Nonprofit Manifesto

Nonprofit missions are too important.

Nonprofits go to work every day to make the world a better place. To feed the hungry, to save children, to elevate our spirits, to connect us, to teach us compassion, to save the planet. The world desperately needs their work. Nonprofit work elevates the best of our humanity.

Nonprofit culture must change.

We cannot be charities, we cannot be tree huggers. There is too much at stake. We are changing the world. There isn’t a more important mission.

Nonprofit performance is critical.

The world needs nonprofits to be high-performing and innovative organizations. Anything less endangers our future, fails our present.

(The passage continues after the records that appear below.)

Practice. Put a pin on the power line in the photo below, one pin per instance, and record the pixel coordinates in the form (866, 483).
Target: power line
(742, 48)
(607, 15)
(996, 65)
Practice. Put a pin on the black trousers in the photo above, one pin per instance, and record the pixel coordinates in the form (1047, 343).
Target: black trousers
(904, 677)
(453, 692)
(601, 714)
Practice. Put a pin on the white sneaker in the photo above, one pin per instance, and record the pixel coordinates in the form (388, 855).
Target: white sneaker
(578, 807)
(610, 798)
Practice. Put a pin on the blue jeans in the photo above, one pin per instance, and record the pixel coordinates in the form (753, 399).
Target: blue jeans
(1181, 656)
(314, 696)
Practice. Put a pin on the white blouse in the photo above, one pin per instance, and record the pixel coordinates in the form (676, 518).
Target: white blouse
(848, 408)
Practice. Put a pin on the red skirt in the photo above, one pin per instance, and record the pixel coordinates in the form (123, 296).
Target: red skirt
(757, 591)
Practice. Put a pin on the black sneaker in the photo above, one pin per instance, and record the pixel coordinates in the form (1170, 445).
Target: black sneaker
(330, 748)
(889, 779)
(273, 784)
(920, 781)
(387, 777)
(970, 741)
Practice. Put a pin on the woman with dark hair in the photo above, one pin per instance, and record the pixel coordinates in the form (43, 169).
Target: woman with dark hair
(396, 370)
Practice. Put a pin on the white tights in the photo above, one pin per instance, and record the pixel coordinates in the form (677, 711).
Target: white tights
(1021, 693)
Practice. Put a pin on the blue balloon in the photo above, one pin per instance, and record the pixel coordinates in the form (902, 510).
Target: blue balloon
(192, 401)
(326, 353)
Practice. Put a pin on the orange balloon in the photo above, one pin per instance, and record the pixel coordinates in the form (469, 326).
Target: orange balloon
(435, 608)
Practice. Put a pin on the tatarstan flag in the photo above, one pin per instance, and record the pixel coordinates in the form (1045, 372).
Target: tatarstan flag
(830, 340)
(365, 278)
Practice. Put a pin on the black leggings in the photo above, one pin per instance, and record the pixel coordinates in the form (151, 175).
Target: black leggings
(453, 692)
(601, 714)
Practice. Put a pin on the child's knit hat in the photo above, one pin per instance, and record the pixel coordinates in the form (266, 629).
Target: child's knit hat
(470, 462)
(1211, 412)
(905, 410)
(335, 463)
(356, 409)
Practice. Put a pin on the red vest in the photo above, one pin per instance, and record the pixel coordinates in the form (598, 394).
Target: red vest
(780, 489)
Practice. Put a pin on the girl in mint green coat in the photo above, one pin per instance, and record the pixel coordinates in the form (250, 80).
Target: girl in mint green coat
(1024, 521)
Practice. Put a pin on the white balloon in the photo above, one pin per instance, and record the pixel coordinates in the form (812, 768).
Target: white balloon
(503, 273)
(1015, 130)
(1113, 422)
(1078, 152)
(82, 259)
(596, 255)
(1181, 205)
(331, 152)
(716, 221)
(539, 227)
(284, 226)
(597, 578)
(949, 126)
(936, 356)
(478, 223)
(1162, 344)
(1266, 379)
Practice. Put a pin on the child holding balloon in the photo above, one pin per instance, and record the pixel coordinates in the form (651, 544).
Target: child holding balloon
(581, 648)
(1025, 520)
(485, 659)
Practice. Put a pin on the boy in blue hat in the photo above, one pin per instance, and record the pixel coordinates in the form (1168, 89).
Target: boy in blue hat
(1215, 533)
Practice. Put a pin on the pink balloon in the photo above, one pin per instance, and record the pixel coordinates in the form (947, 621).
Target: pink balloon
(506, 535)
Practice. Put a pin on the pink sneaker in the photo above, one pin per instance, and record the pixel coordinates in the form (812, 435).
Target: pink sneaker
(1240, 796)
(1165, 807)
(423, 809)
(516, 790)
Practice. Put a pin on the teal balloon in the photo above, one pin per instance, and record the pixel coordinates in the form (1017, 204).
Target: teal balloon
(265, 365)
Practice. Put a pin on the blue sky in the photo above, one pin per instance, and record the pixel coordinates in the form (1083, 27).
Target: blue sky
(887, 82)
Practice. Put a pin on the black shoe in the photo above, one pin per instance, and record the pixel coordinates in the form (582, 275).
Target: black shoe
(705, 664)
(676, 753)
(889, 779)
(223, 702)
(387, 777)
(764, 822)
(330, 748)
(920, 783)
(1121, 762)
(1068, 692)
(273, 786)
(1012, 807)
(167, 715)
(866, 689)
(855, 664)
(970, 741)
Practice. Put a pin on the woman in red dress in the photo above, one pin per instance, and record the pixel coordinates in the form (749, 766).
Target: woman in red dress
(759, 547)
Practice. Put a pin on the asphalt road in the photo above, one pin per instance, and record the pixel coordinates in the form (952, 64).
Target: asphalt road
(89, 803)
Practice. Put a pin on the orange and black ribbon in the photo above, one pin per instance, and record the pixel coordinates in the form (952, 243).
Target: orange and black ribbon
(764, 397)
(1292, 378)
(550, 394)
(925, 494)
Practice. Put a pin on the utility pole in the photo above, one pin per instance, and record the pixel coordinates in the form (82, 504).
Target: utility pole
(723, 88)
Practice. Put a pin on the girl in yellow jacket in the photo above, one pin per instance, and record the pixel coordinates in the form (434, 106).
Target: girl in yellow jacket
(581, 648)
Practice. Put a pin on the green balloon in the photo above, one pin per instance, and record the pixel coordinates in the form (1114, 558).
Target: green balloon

We cannot afford it, it’s unacceptable.

We need to generate and disseminate more nonprofit knowledge.

Knowledge is the key to elevate the impact of nonprofit work, to increase our capabilities to carry out our missions and make the world a better place.

Visit any university, library, or bookstore, and you will hardly find knowledge on nonprofits, compared to the seemingly unlimited number of business books. For every academic program and degree related to nonprofits you will find many many more for business.

Nonprofits cannot afford to ignore business knowledge.

We have to start somewhere. And there is so much of business knowledge available. What to use, how to use it in a nonprofit, these are good questions. We need to experiment, learn, and generate new knowledge that elevates their work.

Nonprofits are businesses

If a business is an entity that creates and delivers value, then nonprofits are businesses.